Glocalisation; the name for the combination of globalization and localization, which is the direction of African fashion and culture, where there is a focus on local ideas but portrayed in an international standard of quality.

Now the challenge lies in finding the balance between what the consumer wants and what we as designers need to give the public in order to bring about new trends that are unique to Africa. In a culture where “high design” is not yet implemented in everyday life, and consumerism is still retail based, it is more difficult for designers to have freedom in designing garments that will break boundries.

We can do this by breaking stereotypes, collaborating, by using skillsets that are understood and appreciated by our cultures and by involving the whole nation in the art of textile. There are so many people that could benefit from a job in beading, weaving, embroidering and many other that are unique to Africa. These skillsets should no longer be seen as exclusive, but should be a everyday thing as it were many years ago in tribes and settlements.

Africa is where it’s at!


Which kind of music where you listening during your latest project?

I listen to a lot of audio books and Podcasts, when working late into the evenings; I find it informal or relaxed, special, just my own world. In studio we give turns to choose music, not everyone’s taste in music is the same. But if I can slip in some Mac Demarco, Black Math, Dear Tick, or William Onyeabor, I am happy. I feel it is good to jump between different genres, it keeps the vibes fresh.


Artists, fashion designers you love and who inspire you?

Many South African artists inspire me, and I love collaborations, we work together and support each other. Some of these are fine artists, Andel Olivier, Banele Khosa, illustrator, Bianca Brand, jeweler, Lorean Jewellery, and many many talented photographers. I feel I find more inspiration in things that aren’t fashion. It broadens one’s perspective and stretches the furthest parts of the mind, giving a new angle to fashion.


Colors you love and that remind about your Country?

Colours in contrast, warm against cold, light against dark. Nothing in South Africa is mediocre. Our people speak out, show face, have character and never back down. Even if it upsets each other we voice our feelings. I think it is very honest in a way. We are a rainbow nation! Not in a “unicorns and butterfly-rainbow-happiness” kind of way, but we all have different cultures, ideas, and views in live, making up one people. I love that about my country.


One famous person you would love to dress and which kind of dress would you imagine for him / her?

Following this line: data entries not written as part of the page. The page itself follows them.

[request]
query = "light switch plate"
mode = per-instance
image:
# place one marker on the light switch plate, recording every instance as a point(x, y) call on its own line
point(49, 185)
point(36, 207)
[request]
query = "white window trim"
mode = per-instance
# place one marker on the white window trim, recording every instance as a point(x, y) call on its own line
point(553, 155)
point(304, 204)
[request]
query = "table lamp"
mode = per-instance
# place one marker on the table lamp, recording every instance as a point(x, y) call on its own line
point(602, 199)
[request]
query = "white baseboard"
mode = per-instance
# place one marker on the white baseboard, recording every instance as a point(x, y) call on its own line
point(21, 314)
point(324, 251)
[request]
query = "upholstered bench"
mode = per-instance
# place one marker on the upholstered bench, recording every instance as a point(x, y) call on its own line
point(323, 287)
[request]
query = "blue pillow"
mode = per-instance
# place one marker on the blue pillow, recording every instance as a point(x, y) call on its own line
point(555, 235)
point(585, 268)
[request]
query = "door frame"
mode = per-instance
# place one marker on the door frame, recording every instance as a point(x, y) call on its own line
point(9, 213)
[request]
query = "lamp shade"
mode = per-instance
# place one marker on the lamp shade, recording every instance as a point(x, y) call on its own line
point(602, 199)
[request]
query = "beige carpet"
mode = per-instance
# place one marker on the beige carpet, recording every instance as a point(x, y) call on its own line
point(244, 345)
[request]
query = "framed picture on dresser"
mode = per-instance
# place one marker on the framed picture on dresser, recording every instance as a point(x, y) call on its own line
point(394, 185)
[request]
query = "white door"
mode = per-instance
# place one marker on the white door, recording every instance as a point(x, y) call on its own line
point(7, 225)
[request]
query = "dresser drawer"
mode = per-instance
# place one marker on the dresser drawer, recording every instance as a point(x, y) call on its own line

JK Rowling, she is amazing, I would dress her in a unique piece made to her taste.


Future projects?

Looking to the future, Sheila-Madge Bakker hopes to move within the international space of competitive design, delivering high-quality garments that are equally comfortable in the street and as high art.


What were you doing before answering all these questions?

Making lunch, I love cooking; two friends and I have a pop-up eatery called “Weekend Pop-up Eatery”. It is a great distraction from the ever-so-busy fashion industry.


Imagine a shape / object to represent your Country.

><this shape. Bigger and smaller, taking in, giving back. It is also a shape used in many cultures for beading and art.